Oftentimes, those who experience sleep paralysis also report hypnagogic hallucinations, or waking up and seeing something from their dream in their bedroom, Barrett said. “Anything from the dreamscape can be superimposed on their real visual field.”
These incidents can occur randomly, but experts noted that they are more common in people with narcolepsy, a sleep disorder characterised by excessive drowsiness and sudden episodes of sleep during the day. If you notice that the sleep paralysis or hallucinations are happening more frequently, talk to a doctor. “It can be a first sign before you ever have the sleep attacks,” Barrett said.
Why do only some people remember their dreams?
People who are awakened while they’re dreaming may be more likely to remember because being awake, even briefly, can allow them time to commit the dream to memory, Eiser said. “In some way, the dream gets lost if you wait too long after it happened.”

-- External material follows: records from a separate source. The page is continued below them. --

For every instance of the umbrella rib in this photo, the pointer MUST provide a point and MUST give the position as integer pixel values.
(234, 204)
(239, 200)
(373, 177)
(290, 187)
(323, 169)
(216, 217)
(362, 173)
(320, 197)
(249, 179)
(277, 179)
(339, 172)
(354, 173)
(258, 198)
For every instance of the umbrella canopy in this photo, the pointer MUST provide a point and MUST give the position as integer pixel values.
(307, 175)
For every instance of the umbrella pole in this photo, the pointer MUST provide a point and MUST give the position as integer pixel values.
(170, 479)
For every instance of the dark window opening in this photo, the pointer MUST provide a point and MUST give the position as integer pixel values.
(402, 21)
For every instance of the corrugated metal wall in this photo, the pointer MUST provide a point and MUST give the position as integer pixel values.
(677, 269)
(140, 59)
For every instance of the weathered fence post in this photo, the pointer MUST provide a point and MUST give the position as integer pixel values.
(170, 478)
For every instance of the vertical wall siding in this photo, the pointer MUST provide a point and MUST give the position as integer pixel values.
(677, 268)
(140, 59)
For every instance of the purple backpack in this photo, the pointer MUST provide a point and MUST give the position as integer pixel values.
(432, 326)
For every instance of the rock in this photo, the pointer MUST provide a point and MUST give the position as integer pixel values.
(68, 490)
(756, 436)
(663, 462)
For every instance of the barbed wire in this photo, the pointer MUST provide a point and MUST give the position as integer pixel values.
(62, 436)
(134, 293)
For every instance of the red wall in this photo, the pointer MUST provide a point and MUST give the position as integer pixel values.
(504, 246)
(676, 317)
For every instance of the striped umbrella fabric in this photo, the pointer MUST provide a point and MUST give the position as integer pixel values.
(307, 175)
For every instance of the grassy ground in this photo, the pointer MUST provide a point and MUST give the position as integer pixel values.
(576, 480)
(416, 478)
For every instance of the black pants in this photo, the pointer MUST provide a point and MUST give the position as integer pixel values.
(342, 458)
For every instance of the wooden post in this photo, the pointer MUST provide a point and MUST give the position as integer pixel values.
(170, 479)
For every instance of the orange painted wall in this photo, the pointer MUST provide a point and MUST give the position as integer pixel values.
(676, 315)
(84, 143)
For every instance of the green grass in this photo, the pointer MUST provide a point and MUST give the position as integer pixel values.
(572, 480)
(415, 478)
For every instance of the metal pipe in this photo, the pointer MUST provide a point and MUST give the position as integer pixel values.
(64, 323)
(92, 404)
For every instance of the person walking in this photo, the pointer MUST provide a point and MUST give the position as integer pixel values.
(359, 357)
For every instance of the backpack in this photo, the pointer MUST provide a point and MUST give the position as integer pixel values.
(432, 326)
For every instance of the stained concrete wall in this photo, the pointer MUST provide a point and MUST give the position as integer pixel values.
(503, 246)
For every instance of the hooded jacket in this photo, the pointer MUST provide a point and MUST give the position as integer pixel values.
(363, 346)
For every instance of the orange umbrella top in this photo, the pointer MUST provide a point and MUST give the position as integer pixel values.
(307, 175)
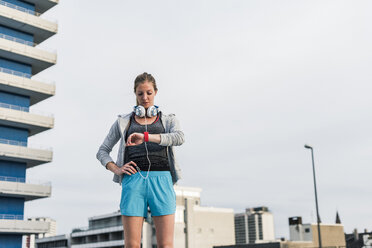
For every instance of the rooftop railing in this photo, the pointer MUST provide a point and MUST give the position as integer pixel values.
(25, 75)
(13, 179)
(15, 107)
(13, 142)
(11, 217)
(13, 6)
(25, 109)
(18, 40)
(16, 73)
(25, 10)
(23, 180)
(22, 143)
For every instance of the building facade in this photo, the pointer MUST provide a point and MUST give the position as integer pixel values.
(22, 29)
(195, 226)
(30, 239)
(332, 235)
(254, 225)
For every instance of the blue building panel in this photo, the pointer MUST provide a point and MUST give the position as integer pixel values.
(11, 206)
(16, 34)
(12, 171)
(16, 66)
(22, 4)
(14, 100)
(18, 135)
(10, 241)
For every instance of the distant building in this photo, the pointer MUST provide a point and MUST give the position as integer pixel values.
(30, 239)
(254, 225)
(304, 236)
(331, 234)
(23, 28)
(199, 226)
(359, 240)
(60, 241)
(195, 226)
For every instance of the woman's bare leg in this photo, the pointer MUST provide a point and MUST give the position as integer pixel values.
(164, 226)
(132, 231)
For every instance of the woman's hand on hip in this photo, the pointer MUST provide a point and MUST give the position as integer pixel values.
(135, 139)
(127, 168)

People who sleep for shorter amounts of time tend to remember fewer dreams, Barrett said, because they may spend less time in REM sleep and also because they are less likely to wake from a dream since they are potentially sleep deprived.

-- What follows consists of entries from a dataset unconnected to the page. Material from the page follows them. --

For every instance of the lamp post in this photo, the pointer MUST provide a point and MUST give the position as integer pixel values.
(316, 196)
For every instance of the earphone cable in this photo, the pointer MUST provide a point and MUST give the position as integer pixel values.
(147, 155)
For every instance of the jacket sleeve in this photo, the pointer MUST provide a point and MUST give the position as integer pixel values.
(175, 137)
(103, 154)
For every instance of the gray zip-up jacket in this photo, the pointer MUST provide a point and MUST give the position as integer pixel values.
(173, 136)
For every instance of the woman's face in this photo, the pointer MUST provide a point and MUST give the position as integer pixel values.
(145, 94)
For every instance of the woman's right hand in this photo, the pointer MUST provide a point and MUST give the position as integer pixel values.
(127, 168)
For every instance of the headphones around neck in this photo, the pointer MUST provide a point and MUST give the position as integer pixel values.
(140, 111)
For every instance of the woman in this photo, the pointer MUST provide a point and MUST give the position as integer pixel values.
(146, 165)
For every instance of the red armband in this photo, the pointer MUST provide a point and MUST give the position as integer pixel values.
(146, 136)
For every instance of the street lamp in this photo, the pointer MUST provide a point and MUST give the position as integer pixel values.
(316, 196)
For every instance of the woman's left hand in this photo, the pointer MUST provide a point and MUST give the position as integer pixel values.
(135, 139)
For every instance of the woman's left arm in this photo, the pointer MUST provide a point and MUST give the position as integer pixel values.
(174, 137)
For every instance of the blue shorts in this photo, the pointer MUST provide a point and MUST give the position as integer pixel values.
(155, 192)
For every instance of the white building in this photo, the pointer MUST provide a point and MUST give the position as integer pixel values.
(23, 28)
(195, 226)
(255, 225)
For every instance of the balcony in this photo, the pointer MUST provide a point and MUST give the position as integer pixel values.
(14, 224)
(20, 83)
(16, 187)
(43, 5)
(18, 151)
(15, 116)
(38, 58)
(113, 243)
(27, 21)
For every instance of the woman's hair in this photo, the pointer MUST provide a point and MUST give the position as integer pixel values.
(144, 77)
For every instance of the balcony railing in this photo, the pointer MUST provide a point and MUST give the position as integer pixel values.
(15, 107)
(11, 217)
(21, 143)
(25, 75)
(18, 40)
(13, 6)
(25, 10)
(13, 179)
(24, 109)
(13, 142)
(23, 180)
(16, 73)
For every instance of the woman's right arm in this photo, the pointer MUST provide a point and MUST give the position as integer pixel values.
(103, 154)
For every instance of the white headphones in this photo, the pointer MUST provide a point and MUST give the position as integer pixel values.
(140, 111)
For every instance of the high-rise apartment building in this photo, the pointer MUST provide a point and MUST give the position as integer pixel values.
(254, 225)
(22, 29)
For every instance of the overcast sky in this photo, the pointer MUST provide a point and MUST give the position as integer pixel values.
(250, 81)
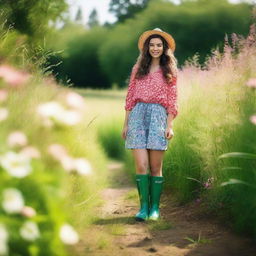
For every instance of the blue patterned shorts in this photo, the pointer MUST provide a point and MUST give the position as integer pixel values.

Personality traits, such as being more introspective, and the importance people place on dreams may also play a role, experts said. “If you’re more open to thinking dreams are okay or important, then you’ll talk about them,” Domhoff said, which can lead to dreams becoming more salient.
But if you don’t tend to remember dreams, it may be beneficial to try to, Barrett said. “Overall, if you had to go with one state of consciousness, I’d go with my waking mind as the most useful,” she said. “But I think dream ideas are useful just because they’re so different from our usual approach.”